Está ficando vermelho.

Esfrega mais!

Só mais um pouco.

Esfrega mais!

MAIS!

Saltei de frente à pia do banheiro quando ouvi a porta do apartamento bater, o barulho de salto vinha em minha direção e antes que eu pudesse esconder as evidências lá estava ela: Jess, minha antiga amiga de infância que estendeu-se até os dias atuais. Ela travou na porta me fitando completamente assustada, não queria contatá-la, mas não tive outra escolha. Na verdade tive, fiz a escolha de telefonar para ela ainda com as mãos repletas de sangue, mas antes mesmo que a ligação estivesse completa, antes dela atender, desliguei colocando o telefone no bolso.
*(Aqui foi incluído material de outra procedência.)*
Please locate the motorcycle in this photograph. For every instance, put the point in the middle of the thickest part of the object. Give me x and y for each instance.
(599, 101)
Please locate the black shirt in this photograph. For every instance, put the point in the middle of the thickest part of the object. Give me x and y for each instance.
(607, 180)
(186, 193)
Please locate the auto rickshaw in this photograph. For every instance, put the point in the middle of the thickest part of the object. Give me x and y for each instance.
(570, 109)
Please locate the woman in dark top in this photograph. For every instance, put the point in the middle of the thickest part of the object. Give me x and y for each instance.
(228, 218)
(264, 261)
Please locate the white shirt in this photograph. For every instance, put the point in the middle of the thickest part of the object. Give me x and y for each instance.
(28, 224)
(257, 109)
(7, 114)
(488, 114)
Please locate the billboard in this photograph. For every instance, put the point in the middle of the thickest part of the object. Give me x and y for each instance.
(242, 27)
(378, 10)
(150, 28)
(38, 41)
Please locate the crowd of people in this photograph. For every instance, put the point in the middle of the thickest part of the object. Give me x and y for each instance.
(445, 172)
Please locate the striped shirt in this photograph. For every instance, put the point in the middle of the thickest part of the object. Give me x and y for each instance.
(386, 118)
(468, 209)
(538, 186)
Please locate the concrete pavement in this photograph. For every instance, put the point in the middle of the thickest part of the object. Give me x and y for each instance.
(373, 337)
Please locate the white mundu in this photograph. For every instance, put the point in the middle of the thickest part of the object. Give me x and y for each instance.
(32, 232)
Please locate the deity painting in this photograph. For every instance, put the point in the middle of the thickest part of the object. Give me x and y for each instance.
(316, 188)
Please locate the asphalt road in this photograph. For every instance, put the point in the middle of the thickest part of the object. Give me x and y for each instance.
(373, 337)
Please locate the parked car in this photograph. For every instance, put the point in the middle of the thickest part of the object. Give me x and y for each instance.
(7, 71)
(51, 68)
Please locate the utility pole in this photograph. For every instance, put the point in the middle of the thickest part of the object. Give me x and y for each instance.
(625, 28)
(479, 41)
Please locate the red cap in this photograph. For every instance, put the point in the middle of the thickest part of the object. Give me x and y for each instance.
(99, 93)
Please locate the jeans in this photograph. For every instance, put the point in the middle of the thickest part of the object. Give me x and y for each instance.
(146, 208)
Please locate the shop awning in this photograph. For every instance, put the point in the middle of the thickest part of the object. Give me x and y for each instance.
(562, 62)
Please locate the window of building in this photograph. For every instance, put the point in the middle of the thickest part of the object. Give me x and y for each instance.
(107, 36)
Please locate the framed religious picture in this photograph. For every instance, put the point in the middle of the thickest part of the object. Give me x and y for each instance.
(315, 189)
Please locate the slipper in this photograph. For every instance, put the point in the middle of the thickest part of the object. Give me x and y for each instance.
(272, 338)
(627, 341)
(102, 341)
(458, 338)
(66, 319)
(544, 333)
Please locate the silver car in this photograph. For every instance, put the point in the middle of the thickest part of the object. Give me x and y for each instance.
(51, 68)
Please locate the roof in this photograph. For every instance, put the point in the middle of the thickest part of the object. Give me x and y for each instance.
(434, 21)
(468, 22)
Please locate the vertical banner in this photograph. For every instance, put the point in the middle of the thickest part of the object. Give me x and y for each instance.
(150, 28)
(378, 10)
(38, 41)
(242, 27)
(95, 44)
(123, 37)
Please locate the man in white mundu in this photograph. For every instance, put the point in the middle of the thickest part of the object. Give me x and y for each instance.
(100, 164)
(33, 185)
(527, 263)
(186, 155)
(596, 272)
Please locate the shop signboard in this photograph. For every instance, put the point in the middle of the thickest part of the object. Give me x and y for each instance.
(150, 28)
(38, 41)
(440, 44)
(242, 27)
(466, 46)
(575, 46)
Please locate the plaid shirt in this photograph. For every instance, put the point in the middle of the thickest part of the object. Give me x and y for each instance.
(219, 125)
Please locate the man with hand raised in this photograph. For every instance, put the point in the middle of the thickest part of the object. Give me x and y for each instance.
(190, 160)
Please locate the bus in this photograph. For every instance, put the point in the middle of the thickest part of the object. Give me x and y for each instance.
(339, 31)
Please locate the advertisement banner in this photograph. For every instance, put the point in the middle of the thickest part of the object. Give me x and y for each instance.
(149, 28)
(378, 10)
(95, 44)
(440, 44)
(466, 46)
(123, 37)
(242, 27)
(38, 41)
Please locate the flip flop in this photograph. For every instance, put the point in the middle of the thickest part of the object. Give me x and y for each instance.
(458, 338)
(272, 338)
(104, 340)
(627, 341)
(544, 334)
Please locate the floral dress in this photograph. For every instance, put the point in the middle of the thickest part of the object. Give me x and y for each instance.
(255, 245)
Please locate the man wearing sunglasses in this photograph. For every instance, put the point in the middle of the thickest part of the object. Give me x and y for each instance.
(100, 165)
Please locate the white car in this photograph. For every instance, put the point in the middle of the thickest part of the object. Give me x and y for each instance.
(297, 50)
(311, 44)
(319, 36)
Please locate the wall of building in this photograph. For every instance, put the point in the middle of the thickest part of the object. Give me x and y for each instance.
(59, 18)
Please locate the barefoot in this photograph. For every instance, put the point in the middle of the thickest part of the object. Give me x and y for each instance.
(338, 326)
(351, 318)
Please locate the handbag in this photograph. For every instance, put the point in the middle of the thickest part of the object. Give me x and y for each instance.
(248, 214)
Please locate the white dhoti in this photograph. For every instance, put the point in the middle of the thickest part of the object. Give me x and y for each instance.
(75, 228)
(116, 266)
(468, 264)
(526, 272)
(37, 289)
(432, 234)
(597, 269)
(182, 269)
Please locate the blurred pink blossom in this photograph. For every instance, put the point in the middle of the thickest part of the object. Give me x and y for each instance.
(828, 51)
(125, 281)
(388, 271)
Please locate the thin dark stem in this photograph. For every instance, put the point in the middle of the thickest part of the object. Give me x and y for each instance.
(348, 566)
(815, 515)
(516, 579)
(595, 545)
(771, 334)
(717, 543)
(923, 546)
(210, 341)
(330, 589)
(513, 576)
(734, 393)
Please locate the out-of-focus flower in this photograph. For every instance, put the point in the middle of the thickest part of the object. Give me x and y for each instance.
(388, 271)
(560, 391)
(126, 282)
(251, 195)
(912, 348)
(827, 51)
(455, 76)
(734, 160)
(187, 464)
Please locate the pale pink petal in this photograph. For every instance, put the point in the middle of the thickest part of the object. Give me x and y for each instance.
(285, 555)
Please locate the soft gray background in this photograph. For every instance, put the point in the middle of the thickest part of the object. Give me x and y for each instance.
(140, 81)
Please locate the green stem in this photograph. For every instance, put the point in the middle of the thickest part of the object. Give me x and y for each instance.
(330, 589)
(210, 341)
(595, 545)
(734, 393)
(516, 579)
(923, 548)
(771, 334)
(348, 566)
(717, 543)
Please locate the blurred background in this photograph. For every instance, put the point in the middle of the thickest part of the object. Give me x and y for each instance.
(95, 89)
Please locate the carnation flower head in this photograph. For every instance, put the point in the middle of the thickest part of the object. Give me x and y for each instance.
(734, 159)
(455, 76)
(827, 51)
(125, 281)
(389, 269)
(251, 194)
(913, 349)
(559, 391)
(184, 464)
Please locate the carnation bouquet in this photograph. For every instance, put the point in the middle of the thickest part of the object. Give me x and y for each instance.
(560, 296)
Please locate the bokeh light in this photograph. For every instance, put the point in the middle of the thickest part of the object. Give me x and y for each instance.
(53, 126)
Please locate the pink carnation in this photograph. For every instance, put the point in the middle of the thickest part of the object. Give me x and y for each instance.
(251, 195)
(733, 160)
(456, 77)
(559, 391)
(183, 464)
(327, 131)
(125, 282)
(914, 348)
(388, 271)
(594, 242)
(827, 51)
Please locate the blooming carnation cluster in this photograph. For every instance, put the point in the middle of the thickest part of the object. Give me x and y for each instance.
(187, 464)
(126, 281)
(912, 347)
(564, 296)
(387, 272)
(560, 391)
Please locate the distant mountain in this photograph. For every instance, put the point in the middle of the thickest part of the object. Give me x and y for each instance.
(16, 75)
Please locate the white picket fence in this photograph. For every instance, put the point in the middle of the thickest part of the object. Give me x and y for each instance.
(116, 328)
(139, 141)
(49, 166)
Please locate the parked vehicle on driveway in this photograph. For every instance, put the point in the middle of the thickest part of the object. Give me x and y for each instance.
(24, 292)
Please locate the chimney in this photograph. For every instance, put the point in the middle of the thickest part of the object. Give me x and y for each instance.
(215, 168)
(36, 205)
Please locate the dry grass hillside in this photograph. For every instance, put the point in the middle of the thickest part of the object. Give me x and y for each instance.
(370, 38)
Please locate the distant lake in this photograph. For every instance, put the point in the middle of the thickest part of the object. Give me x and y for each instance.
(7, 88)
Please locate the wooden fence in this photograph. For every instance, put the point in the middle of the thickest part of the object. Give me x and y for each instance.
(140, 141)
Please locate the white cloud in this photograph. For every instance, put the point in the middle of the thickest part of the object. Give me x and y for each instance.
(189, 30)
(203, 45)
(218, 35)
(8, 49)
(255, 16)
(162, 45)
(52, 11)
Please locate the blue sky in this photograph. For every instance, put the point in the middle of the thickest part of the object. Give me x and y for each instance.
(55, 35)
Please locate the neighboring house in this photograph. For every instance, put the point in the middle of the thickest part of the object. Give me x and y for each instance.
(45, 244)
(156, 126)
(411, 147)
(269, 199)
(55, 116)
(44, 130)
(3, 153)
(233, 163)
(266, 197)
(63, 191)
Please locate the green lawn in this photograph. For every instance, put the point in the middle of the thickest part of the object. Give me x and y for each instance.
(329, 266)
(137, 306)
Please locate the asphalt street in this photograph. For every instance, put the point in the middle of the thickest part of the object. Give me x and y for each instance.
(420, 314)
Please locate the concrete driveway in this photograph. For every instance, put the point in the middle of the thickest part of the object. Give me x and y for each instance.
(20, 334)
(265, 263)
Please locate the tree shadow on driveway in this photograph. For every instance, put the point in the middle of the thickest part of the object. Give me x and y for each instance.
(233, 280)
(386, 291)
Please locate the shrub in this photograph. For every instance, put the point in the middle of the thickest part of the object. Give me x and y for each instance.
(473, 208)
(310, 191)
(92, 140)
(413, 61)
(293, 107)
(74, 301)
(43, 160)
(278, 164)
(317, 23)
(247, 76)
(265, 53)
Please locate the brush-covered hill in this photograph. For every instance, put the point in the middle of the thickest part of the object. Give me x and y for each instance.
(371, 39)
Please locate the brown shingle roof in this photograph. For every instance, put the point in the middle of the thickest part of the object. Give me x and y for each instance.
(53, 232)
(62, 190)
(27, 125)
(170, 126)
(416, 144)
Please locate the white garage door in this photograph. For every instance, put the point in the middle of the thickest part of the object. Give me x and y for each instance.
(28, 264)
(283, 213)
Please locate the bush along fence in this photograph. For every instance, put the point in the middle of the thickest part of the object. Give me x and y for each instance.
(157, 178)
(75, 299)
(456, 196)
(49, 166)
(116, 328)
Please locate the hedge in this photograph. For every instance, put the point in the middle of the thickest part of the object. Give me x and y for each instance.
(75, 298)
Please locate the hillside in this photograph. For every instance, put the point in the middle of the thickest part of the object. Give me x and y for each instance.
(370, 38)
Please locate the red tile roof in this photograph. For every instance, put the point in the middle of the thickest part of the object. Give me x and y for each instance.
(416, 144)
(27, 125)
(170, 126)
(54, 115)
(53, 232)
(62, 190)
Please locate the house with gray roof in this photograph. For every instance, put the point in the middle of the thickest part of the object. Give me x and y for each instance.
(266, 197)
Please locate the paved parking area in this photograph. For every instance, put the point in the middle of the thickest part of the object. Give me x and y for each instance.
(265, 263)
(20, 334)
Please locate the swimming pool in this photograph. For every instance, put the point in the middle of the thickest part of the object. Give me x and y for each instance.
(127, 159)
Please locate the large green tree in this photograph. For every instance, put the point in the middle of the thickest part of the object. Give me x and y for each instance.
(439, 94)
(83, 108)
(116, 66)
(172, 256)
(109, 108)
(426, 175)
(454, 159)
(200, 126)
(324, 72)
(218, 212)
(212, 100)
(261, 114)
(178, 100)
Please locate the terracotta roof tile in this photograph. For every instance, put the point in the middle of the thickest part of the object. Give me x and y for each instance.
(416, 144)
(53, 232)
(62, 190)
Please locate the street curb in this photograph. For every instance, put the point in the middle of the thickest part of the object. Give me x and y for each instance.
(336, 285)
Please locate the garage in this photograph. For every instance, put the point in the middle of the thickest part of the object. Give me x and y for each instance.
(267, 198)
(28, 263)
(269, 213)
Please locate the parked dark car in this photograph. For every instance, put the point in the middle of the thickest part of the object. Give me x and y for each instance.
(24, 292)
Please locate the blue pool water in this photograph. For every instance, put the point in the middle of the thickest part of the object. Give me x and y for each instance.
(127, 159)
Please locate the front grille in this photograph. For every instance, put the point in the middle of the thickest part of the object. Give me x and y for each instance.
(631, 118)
– O que... – a voz de Jess falhou enquanto ela me fitava.

Minha roupa estava repleta de sangue, as manchas vermelhas não saiam de minhas mãos e eu estava começando a me machucar de tanto esfrega-la. Minha regata branca estava completamente vermelha e minha calça jeans estava, praticamente, da mesma cor. Não tive reação para tentar explica-la o que ocorreu, eu precisava de ajuda, precisava de alguém que fosse forte o suficiente para me ajudar, para que eu pudesse colocar minha cabeça no lugar... Não queria ir presa e parte de mim dizia que era o certo a se fazer.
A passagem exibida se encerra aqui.